CEO: Build an Experience Generator

 by Marc Rudov, Branding Advisor to CEOs
 July 05, 2015

There are two kinds of companies: those focused on products, those focused on customers. You know which when you deal with them.

One company cannot assume both orientations: they’re mutually exclusive. Question: Into which category does your company fit?

The customer-oriented firm changes products frequently to buttress its consistent brand, its value proposition. Alternatively, the product-oriented corporation, like IBM, constantly alters its identity and messaging to match every new SKU and wave of technology.

Guess which orientation begets happier customers and higher profits?

Woven Into a Company’s Fabric

The hit TV sitcom Cheers was about a bar in Boston “where everyone knows your name.” That was its brand. The popular establishment’s neverending lure was experience. It was a customer-focused experience-generator.

Product-focused firms tend to view customer experience as an afterthought to be sprayed on like a coat of paint: they typically build costly, ineffective customer-service departments to mollify angry patrons. Makes zero sense. These brand-killing businesses abound.

Newsflash: real customer orientation is woven into a company’s fabric at inception.

The brand of a typical high-end beauty spa is: “Feel Beautiful, Young, Confident.” Why? It’s the value, the experience customers really want. The tagline is phrased in 100% customer language, with NO mention of product, technology, or jargon.
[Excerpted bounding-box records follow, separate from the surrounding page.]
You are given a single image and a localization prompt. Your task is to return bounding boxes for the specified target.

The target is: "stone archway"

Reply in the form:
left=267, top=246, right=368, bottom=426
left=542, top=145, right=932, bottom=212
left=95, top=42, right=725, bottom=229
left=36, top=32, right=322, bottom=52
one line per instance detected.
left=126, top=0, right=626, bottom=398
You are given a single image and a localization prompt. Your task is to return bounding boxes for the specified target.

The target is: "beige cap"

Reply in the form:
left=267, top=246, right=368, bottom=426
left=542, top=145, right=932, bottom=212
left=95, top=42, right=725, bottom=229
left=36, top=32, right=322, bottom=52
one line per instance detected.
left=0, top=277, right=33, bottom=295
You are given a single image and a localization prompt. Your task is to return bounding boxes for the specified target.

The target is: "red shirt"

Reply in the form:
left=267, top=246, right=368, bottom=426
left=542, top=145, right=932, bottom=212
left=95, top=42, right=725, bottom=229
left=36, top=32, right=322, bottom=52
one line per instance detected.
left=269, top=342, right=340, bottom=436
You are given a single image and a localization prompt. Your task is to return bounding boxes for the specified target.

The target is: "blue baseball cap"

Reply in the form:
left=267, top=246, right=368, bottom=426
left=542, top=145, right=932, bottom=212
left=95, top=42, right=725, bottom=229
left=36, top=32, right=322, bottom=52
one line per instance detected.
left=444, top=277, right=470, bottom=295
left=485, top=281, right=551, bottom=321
Branding at its finest. 

Moreover, it’s common for a client to visit her beautician for hair or skin treatment, to be told that she’s getting “the latest, greatest” product — only to return three weeks later to find that so-called great product replaced with a better one. Yet, the brand stays the same.

Wait, what? The brand stays the same, but the product rotates out?

That’s right: A product fulfills the brand’s value proposition — not the other way around. Never forget this axiom.

Parting Advice to CEOs

Generating experiences requires a strong brand, and vice versa: a concept foreign to many CEOs and boards of directors, especially in the product-centric tech sector. Become intimate with this concept, and make it part of your company’s culture. Brand like a beauty spa.

When building or rebuilding a company, make it an experience-generator — not a product-generator. Products come and go: they’re a means to an end; that end is experience.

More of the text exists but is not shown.